マイゼル・ブラザーズの手によるドナルド・バードの「ThinkTwice」、スティーヴィー・ワンダーの「Too High」、Tribeに残されたマーカス・ベルグレイヴの至宝「Space Odyssey」などの究極カヴァーは今聞いても常にフレッシュ!アンプ・フィドラー、カリーム・レギンス、マーカス・ベルグレイヴ、フランシスコ・モーラなど世代を超えたデトロイトの腕利きミュージシャンが集結したフューチャー・クラシック! (C)RS
JMD(2015/06/09)
クエストラヴ(ルーツ)らによる『The Philadelphia Experiment』(キング・ブリットによるリミックス盤もあった)に続くシリーズ第2弾は、デトロイトから届けられた。
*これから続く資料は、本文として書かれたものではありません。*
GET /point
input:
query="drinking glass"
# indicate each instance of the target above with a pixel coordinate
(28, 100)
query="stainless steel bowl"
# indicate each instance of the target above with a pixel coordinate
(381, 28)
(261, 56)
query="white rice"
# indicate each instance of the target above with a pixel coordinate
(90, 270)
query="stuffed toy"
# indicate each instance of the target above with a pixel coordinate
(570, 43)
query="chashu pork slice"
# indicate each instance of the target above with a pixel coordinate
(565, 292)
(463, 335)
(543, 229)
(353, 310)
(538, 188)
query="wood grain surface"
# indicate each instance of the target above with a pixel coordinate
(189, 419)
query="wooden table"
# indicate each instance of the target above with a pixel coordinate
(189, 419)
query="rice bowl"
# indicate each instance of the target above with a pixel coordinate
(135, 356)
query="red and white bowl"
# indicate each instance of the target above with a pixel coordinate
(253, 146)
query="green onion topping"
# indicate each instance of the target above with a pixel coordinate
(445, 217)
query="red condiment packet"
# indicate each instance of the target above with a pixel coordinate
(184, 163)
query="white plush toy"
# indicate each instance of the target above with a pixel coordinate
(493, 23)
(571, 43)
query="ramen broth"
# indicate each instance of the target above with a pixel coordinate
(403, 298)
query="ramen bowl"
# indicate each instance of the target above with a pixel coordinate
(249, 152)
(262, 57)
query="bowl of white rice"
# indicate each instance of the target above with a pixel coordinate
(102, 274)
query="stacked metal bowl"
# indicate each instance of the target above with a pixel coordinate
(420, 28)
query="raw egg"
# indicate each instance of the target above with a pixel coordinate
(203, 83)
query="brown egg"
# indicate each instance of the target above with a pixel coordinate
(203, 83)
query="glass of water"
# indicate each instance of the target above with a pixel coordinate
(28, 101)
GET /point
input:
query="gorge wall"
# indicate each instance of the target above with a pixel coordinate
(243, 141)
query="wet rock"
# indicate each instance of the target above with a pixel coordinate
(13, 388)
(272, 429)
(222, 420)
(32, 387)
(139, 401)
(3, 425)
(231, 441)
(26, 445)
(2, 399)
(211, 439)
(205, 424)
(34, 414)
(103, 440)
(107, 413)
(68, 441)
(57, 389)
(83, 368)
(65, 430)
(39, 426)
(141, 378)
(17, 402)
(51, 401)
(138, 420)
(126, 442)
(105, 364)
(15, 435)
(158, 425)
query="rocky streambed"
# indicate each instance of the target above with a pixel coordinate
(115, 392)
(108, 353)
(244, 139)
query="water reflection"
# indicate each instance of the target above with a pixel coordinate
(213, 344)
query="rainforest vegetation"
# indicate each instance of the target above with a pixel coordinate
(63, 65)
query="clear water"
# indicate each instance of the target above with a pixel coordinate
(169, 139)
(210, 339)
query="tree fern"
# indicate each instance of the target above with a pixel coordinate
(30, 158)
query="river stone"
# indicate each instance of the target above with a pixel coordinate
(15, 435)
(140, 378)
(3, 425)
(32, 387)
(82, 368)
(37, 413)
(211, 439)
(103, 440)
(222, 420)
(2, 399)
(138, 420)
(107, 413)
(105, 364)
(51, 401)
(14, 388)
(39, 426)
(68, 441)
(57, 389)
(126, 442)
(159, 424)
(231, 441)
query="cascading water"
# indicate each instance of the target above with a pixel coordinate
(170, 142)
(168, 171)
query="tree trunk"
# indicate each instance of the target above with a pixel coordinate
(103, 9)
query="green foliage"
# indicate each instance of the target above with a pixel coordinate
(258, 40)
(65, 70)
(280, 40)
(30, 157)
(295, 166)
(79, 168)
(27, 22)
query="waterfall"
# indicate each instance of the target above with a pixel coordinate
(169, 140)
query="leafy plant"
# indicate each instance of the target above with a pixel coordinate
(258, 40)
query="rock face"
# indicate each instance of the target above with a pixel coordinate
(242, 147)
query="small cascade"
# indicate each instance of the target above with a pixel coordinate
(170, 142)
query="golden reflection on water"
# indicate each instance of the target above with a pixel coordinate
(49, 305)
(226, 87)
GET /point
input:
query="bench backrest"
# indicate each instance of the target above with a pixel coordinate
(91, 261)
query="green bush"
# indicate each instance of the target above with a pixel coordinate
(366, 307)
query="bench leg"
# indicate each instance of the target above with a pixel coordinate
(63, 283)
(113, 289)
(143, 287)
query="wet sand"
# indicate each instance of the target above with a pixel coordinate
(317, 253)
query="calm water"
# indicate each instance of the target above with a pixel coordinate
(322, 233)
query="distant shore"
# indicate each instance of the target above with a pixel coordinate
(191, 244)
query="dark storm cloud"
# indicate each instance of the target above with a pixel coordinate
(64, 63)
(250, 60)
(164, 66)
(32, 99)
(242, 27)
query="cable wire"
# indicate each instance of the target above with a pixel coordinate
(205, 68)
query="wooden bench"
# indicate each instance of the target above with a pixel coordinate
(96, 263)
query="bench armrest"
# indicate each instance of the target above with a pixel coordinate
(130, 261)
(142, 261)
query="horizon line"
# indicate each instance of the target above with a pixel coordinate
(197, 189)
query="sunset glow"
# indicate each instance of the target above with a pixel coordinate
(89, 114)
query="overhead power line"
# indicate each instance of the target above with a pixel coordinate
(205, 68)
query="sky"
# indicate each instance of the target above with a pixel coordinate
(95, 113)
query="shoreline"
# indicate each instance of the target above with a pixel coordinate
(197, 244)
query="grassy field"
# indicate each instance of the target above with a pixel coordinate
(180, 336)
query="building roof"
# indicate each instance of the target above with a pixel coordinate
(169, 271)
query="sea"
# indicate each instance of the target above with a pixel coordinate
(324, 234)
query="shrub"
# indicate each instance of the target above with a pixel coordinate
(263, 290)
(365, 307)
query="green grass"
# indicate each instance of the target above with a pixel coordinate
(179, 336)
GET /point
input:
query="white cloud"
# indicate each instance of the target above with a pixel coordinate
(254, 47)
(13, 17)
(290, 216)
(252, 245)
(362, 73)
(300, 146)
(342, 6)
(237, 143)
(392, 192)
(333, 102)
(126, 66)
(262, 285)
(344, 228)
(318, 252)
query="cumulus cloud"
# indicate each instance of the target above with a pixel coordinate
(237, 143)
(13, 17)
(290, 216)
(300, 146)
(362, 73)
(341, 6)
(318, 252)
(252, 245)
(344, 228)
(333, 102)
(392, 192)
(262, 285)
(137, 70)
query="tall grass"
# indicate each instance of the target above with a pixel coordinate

リーダーはカール・クレイグ(納得)。三世代に渡る名手たちが曲ごとに主役を務め、極めて重要なモーター・シティの音楽史を教えてくれる。ソリッドなラップ・チューンもあれば、ドナルド・バード/ミゼル・ブラザーズやスティーヴィー・ワンダーのカヴァーもあり、マーカス・ベルグレイヴ自身が再演する“Space Odyssey”では地元の名門トライブへの敬愛を残す。70年代クロスオーヴァーやPファンクのそれに近い宇宙を想像させるプロダクション、カリーム・リギンズ(コモンやスラム・ヴィレッジ)が操るラフなリズム――微妙に歪なバランスが、またリアル。何かをブレイクスルーしちゃえるマジックに溢れた至高の一枚だ。